[EM] Exhausted vs Wasted

Blake Cretney bcretney at postmark.net
Fri Nov 17 17:55:01 PST 2000


" " <donald at mich.com (Donald E. Davison)>, on the subject of '[EM]
Exhausted vs Wasted', is quoted as:
>- - - - - - - - - - - - - - - - - - - - - - - - - - 11-16-00
>Dear Blake Cretney and List,
>
>     Exhausted votes and wasted votes are two different types of
votes.
>     Exhausted votes happen when there is not enough choices made by
the voters.
>     Wasted votes are caused by the design of election methods or by
some
>design feature like gerrymandering, thresholds, and/or some quotas.
>     Supporters of the Droop quota like to mix the two so that
everyone
>will blame the exhausted ballots for causing the wasted ballots, but
this
>is deception.
>     The best way to reveal the wasted votes of a system is to remove
the
>exhausted votes. This is done by assuming every voter has ranked every
>candidate. This should cause every vote to end up on one of the
winning
>candidates. Any votes not on winning candidates are wasted votes.
>     You wrote: "So, if everyone listed all the candidates in order,
there
>would be no exhausted votes, no matter what the quota."
>     You are corrrect to say that there will be no exhausted votes, but
the
>question of wasted votes depends on which quota is used. If the Hare
quota
>were used, there will be no wasted votes. All votes will end up on one
of
>the elected members. If the Droop quota were used, then one quota of
votes
>will be wasted, not ending up on any of the candidates.

I'm grateful to you for pointing out the distinction.  However, I wonder
if wasted votes as you define them are an important concept.  It seems
to me that after an election, people often complain either that they
wasted their vote, or that they voted one way to avoid wasting their
vote.  They are not really complaining that their vote didn't end up
assigned to a candidate.  I their actual meaning of a wasted vote is a
vote that was ineffective because it was sincere.

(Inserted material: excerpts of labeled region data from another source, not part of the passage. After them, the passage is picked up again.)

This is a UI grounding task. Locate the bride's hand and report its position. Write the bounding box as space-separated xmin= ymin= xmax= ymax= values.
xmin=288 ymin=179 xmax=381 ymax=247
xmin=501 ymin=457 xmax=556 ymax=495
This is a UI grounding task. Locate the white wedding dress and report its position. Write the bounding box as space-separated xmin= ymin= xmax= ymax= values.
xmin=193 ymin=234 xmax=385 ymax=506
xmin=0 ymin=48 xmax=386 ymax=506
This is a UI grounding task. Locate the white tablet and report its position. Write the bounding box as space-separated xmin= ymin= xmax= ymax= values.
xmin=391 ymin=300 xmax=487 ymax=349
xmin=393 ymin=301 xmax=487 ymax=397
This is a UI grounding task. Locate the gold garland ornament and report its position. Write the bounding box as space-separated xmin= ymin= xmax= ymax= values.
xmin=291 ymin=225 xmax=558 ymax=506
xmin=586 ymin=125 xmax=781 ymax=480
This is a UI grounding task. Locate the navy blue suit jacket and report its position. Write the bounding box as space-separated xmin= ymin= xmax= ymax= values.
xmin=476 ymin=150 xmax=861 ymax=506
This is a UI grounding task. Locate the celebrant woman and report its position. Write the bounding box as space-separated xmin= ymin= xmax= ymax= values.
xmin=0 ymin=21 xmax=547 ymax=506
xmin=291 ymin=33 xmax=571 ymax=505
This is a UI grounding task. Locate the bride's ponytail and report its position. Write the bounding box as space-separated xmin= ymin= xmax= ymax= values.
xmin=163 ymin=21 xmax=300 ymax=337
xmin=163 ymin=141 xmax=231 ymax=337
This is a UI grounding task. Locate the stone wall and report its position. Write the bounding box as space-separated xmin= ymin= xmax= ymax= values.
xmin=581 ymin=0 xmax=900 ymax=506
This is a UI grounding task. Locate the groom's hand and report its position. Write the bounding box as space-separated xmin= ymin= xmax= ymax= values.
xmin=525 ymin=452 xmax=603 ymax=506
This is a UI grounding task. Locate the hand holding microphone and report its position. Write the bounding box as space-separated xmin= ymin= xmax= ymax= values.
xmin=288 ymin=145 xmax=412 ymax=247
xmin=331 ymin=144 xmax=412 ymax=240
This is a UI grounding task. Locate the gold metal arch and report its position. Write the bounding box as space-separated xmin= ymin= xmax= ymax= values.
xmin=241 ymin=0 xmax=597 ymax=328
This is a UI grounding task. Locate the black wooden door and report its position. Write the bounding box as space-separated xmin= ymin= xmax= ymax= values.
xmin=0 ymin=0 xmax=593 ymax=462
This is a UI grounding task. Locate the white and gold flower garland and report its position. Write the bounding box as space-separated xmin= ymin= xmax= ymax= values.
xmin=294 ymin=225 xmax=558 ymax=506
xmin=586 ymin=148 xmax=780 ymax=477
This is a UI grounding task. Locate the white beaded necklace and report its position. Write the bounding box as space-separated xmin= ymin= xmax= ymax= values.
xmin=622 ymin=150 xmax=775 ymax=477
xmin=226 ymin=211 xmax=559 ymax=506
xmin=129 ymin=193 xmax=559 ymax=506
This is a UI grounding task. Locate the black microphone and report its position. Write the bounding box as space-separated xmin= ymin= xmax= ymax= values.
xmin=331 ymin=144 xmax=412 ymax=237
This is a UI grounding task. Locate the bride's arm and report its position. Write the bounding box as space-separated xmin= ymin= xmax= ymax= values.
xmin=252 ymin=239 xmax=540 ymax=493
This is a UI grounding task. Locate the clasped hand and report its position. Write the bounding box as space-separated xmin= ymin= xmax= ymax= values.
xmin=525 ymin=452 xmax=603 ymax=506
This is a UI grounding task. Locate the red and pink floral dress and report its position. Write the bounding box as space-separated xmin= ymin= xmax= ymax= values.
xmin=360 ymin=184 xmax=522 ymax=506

Your concept of wasted votes as votes that don't end up assigned to a
candidate may be related, or it may not.  I doubt that you would claim
that assigning every vote to a winning candidate is a goal in and of
itself.  There must be another basis for the concern, but it isn't clear
what it is.

Consider the following example (3 to be elected),

30 A B C D
30 B A C D
10 D C A B
20 C D A B

Using Hare, A and B are elected.  Then, C is elected.  No votes are
wasted.  Using Droop, A and B are elected.  Then, C is elected.  So the
same result is given, but I think you would conclude that some votes are
wasted.  However, in this case, the number of wasted votes can't
indicate a worse result, since the result is the same.  It doesn't
appear then that wasted votes is a reliable indicator of the quality of
an election result.

Here's another example (3 to be elected),  I'm imagining an AB party 54%
and a CD party 46%

54 A B C D
22 C D A B
24 D C A B

Hare gives a quota of 34.  A is elected, but the AB side loses 34 votes.

20 A B C D
22 C D A B
24 D C A B

B gets eliminated.  Then, so does A.  C and D are elected.  Note that
after being eliminated AB voters have their votes assigned to C, so that
they aren't "wasted".  On the other hand, that's probably little
comfort.  

The result seems to be that a minority faction won a majority of seats. 
This happened solely because their support was more evenly divided
between the candidates.  This kept them from winning in the first round,
which kept them from being eliminated.

Notice that when the AB group won in the first round, they paid a heavy
price, in terms of the power of their votes being scaled back.  The CD
group by neither electing candidates nor having them eliminated was able
to wait until the AB voters got assigned to them.  So, when they paid
for the later seats, it was comparatively cheap, because part of the
cost was coming out of their opponents pocket.  It seems to me that
Droop tries to offset this tendency by making early seats slightly
cheaper as well.  

It also seems to me that in an example like this, the measure of wasted
votes fails utterly, because it is not much better to have your vote
assigned to your opponents than to have it thrown out.